The benchmark 30-year fixed-rate mortgage rose 18 basis points, to 5.96 percent, according to the Bankrate.com national survey of large lenders. A basis point is one-hundredth of 1 percentage point. The mortgages in this week's survey had an average total of 0.37 discount and origination points.
One year ago, the mortgage index was 6.32 percent; four weeks ago, it was 5.75 percent.
The benchmark 15-year fixed-rate mortgage rose 15 basis points, to 5.46 percent. The benchmark 5/1 adjustable-rate mortgage fell 1 basis point, to 5.5 percent.
Yields on long-term bonds rose this week, especially after investor Warren Buffett offered to reinsure $800 billion worth of municipal bonds. His action made municipal bonds look safer, and that prompted a flight out of U.S. Treasuries and mortgage-backed securities, causing bond yields -- and ultimately, mortgage rates -- to rise.
Conforming limit varies
Two big pieces of news hit the mortgage industry in the past week. First, Congress passed an economic stimulus plan that raised the maximum loan sizes for some conforming and Federal Housing Administration-insured mortgages.
The new conforming limit will vary by metropolitan area, depending on median house prices.
In some places, the conforming limit will remain $417,000. In the priciest areas, such as San Francisco, it will be $729,750. In other places, the new limit will be somewhere in between. A similar formula will apply to limits on FHA-insured mortgages.
Michael Moskowitz, president of Equity Now, a mortgage bank in New York City, is dubious about whether the higher limits are good policy. "It's going to prolong the meandering of (house) values, as opposed to them adjusting" downward, he says. House prices "were pushed up way beyond where they should have been," he says.
The higher loan limits will prolong the sluggish housing market by delaying the inevitable reduction in prices, Moskowitz says.
A lifeline for foreclosures
This week, the federal government and the six largest mortgage servicing companies got together to announce the formation of something called Project Lifeline, a letter-writing campaign to get severely delinquent borrowers to call their mortgage companies and try to work out deals to prevent foreclosures.
The effort won't be a panacea, acknowledges Henry Paulson, secretary of the Treasury. Plenty of foreclosures are coming down the pike. "In terms of subprime and resets, the worst isn't over; the worst is just beginning," Paulson says.
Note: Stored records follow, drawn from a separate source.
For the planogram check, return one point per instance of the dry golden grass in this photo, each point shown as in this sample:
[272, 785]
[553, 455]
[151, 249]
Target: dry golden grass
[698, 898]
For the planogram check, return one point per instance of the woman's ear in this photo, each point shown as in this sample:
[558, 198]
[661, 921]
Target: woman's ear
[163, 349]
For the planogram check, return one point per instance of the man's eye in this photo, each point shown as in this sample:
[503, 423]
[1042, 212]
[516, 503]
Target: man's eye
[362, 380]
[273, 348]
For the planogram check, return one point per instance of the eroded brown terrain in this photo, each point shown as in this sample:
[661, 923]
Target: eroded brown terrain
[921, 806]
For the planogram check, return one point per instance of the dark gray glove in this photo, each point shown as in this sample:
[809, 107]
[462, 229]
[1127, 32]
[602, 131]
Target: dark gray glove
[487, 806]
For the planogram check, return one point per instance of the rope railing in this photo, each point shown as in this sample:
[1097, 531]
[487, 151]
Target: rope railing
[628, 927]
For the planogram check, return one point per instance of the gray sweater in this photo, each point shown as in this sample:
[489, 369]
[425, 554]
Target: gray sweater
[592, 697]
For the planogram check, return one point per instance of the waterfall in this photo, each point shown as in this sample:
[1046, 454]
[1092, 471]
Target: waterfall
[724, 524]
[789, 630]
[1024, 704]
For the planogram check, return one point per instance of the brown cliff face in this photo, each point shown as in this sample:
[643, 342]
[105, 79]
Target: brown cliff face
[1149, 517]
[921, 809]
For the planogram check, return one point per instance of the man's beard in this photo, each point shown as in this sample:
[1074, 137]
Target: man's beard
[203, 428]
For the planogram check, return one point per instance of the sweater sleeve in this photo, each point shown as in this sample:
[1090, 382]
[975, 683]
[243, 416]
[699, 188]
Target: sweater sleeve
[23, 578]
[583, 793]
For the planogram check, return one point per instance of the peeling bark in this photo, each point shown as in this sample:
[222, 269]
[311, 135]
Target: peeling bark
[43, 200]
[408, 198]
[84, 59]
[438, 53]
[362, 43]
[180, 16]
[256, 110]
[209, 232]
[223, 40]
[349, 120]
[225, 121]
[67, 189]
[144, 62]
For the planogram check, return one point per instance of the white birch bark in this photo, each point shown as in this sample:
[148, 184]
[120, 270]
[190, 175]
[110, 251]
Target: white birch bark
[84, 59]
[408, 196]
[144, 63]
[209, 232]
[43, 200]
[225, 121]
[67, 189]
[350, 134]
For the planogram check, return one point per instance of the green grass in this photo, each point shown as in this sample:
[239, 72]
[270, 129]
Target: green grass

"We all know that. There's close to 1.8 million, 2 million adjustable-rate mortgages where the rate is going to be reset, and the ones that are going to be reset over the next couple of years are that vintage of mortgages where there were the most lax underwriting procedures."
The higher conforming and FHA loan limits are designed to help homeowners in high-priced areas refinance out of troublesome ARMs and into safer fixed-rate mortgages. There's no guarantee that it will work.